Fiction – print. Penguin Press, 2017. 338 pgs. Purchased.
In the master plan community of Shaker Heights, Ohio, conformity is key. Mia Warren – an artist and single mother – arrives with her teenage daughter, Pearl, on the promise that she will stay in one place until Pearl graduates. In order to enroll her daughter in Shaker Heights’ award-winning school district, Mia rents the top floor of a duplex from Elena Richardson and takes a part-time job at a local Chinese restaurant.
Elena grew up in Shaker Heights and gladly lives her life in the structures of its rules. Her only deviations are (a) her job as a reporter for the community paper and (b) her youngest daughter, Izzy, who wears all black and is generally described by Elena’s other three children as odd. Over time, the lives of Elena’s four children and that of Mia’s daughter overlaps as Pearl befriends Elena’s youngest son, Moody.
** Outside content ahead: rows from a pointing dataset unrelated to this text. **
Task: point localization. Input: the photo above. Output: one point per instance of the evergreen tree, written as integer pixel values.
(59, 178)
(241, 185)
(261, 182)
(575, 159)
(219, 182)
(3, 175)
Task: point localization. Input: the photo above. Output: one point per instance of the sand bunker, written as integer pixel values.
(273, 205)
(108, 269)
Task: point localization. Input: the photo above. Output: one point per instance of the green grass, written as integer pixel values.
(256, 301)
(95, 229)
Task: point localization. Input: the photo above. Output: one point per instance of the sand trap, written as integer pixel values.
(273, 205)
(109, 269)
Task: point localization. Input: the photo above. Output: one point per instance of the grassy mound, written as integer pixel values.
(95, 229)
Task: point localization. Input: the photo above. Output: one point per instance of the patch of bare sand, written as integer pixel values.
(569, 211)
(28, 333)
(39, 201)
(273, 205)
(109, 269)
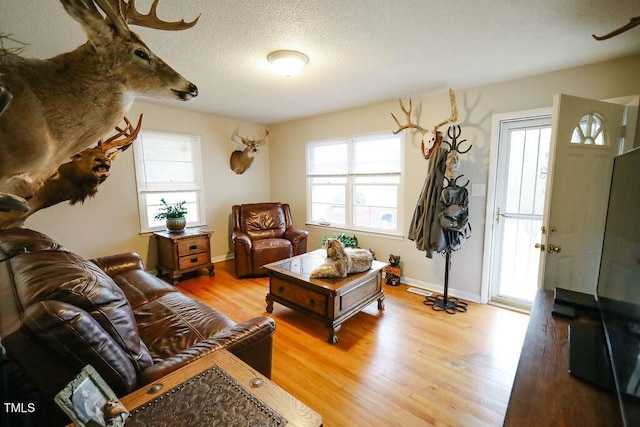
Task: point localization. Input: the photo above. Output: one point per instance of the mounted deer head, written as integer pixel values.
(78, 179)
(241, 160)
(432, 137)
(62, 105)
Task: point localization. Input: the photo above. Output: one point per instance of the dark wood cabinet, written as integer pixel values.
(179, 253)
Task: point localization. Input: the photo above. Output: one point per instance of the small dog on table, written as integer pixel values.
(342, 261)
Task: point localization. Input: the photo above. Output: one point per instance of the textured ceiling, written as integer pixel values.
(361, 51)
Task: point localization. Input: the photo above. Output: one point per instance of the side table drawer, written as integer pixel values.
(306, 298)
(193, 260)
(192, 246)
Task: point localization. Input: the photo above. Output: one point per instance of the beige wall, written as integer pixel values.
(109, 223)
(475, 108)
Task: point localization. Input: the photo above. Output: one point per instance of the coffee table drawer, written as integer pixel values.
(309, 299)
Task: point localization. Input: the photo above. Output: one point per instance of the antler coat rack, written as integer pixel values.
(440, 221)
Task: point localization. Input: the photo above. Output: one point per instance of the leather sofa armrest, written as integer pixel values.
(76, 336)
(251, 338)
(119, 263)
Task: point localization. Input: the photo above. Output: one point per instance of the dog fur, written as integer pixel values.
(342, 261)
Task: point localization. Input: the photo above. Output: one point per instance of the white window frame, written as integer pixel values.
(145, 188)
(350, 177)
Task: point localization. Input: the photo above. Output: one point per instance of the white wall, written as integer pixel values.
(109, 223)
(475, 109)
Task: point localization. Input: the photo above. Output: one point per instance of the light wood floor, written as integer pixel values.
(405, 366)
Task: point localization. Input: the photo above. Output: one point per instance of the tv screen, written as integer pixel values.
(618, 290)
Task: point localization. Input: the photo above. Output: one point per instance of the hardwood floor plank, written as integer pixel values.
(406, 365)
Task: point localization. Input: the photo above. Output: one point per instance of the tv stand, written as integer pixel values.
(544, 393)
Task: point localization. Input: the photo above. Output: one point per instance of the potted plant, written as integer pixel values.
(174, 214)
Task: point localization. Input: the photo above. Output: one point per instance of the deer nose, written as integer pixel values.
(193, 90)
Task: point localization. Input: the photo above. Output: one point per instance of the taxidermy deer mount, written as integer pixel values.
(633, 22)
(63, 104)
(78, 179)
(241, 160)
(432, 137)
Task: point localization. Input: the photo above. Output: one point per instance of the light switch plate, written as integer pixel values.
(478, 190)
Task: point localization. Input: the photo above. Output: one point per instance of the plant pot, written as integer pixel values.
(176, 225)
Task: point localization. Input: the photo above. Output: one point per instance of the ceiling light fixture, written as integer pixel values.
(288, 62)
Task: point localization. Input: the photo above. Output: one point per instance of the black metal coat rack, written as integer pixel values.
(444, 302)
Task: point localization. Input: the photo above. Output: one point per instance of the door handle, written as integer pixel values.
(553, 248)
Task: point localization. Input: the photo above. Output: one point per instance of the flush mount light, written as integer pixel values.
(287, 62)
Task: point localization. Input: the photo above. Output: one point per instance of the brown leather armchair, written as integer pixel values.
(264, 233)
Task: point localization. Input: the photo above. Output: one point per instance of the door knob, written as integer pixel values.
(553, 248)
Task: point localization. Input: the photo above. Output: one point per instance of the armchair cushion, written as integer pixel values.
(264, 233)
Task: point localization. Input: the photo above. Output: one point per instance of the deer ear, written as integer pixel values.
(95, 26)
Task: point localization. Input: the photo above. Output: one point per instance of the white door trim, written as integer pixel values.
(496, 120)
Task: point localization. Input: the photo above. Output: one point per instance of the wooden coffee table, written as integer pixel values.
(332, 300)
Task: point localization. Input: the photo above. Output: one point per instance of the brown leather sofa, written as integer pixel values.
(264, 233)
(60, 312)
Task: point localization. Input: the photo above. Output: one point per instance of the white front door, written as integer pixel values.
(523, 153)
(586, 136)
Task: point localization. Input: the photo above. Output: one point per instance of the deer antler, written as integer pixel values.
(121, 12)
(633, 22)
(151, 20)
(252, 142)
(407, 113)
(129, 133)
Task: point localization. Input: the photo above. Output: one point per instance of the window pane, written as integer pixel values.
(327, 159)
(376, 206)
(380, 155)
(168, 159)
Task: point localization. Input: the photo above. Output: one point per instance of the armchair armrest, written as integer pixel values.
(298, 239)
(240, 238)
(237, 339)
(119, 263)
(295, 235)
Elena is fine with the friendships between the five children; she genuinely believes she and her children can offer Pearl stability and life experiences that Mia cannot. And her self-described bleeding heart leads her to offer Mia a job cleaning the Richardsons’ home so Pearl can have been more stability in her life.
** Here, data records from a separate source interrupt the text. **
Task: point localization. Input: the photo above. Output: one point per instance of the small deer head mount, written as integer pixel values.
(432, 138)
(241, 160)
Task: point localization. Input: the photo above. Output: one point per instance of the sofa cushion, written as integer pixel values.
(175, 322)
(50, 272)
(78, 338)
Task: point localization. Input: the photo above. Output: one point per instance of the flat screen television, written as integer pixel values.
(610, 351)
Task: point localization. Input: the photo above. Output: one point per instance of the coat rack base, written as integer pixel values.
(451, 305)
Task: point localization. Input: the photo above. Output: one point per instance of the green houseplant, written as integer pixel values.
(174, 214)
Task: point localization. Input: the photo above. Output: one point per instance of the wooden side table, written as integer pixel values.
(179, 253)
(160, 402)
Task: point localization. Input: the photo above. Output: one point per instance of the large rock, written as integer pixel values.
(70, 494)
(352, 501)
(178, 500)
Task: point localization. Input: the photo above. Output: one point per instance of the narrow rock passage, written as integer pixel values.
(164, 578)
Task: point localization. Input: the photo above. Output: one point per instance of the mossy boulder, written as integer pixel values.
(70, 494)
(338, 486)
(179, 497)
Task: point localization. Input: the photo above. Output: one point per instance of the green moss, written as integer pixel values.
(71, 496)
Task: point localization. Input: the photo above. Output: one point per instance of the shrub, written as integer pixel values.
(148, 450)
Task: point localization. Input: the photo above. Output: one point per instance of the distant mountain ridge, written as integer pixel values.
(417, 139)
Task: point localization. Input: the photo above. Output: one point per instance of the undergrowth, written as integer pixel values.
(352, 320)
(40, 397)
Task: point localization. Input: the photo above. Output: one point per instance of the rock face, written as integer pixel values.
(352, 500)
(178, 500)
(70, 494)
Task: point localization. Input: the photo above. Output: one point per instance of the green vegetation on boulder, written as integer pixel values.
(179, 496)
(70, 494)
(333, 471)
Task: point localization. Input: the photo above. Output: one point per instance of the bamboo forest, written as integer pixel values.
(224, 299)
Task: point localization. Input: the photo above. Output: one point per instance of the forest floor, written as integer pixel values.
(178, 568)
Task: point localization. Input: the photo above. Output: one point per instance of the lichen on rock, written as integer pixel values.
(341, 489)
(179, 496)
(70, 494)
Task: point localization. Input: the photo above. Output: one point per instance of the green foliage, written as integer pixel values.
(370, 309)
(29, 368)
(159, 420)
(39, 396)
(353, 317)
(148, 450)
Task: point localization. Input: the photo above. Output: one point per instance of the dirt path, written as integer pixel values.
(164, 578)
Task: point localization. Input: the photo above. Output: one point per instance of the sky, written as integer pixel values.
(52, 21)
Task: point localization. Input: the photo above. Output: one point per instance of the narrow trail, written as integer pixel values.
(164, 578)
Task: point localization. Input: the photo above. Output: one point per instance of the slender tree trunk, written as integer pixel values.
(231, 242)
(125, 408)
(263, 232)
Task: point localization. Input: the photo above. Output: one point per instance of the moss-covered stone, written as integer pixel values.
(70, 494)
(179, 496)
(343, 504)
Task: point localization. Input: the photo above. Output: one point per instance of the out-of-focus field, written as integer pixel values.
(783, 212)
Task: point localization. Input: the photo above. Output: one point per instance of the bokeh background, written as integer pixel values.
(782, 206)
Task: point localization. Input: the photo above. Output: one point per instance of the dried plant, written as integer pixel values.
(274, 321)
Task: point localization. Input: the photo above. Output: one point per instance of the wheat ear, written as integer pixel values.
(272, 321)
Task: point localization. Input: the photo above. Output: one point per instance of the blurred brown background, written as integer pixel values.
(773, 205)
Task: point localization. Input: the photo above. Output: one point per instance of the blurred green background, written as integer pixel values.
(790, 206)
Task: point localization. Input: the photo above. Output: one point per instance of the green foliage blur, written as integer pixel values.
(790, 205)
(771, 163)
But she becomes suspicious of Mia when she learns Mia served as a conduit of information to bereaved birth mother of the Chinese-American baby that Elena’s friends are attempting to adopt. Determined to uncover Mia’s motives – and explain why Mia and Pearl are featured in a photograph by a famous photographer at the Cleveland Art Museum – Elena launches an investigative campaign that threatens to unravel the lives Mia and Elena have built for their children.
I went into this novel with diminished expectations. I toted my hardback copy to Philadelphia with plans to read it on my return flight, and its presence caught the attention of my Taiwanese-American friend whose apartment I was staying in. After inquiring if I had read it, she avoided spoilers and merely said that while she appreciated the exploration of what it means to be Chinese-American, she felt it didn’t live up to Ng’s 2014 novel, Everything I Never Told You.
I loved that particular book, and I remember eagerly searching out time to read the novel. With Little Fires Everywhere, I was fortunate to have nearly six hours to devote to reading the novel thanks to a delayed flight, and I certainly felt a pull to keep reading by the unfolding events.
Yet, I would have to agree with my friend. Cross-racial adoption and the importance of white parents encouraging identity exploration has always been an intriguing topic to me. But I was disappointed with the in-your-face-way that Ng chose to explore this topic.
As I recall, her previous novel contained a more nuanced exploration of what it means to be Chinese-American. This one rested more on purchasing non-white dolls, learning the language, and tone-deaf answers by white parents who think visiting a Chinese restaurant is enough exposure for their adopted child. This debate looms large over the events of the novel, but it is a debate that forces people to play roles based on their race or their connection to the case.
Which only serves to stress how much Ng’s characters are stilted, cardboard cutouts. Elena gave up a promising career for motherhood and now resents women who bucked the trends that she decided to follow. Pearl is caught in the tumult of her mother’s choices, but she still manages to be the perfect student and daughter. Trip is the star athlete who falls for the geeky girl while Elena’s oldest daughter is a seemingly vapid airhead who tries to hide from the ramifications of her difficult choice by using Pearl’s name.
It’s the characters that sunk the novel for me. I enjoyed reading it; the pacing was strong, and the story starts with an intriguing reaction by Izzy to then an unknown event that kept me happily distracted from multiple flight delays. But it was a disappointing follow-up with Ng’s first novel, and I felt I couldn’t to give it anything higher than a 3 on GoodReads.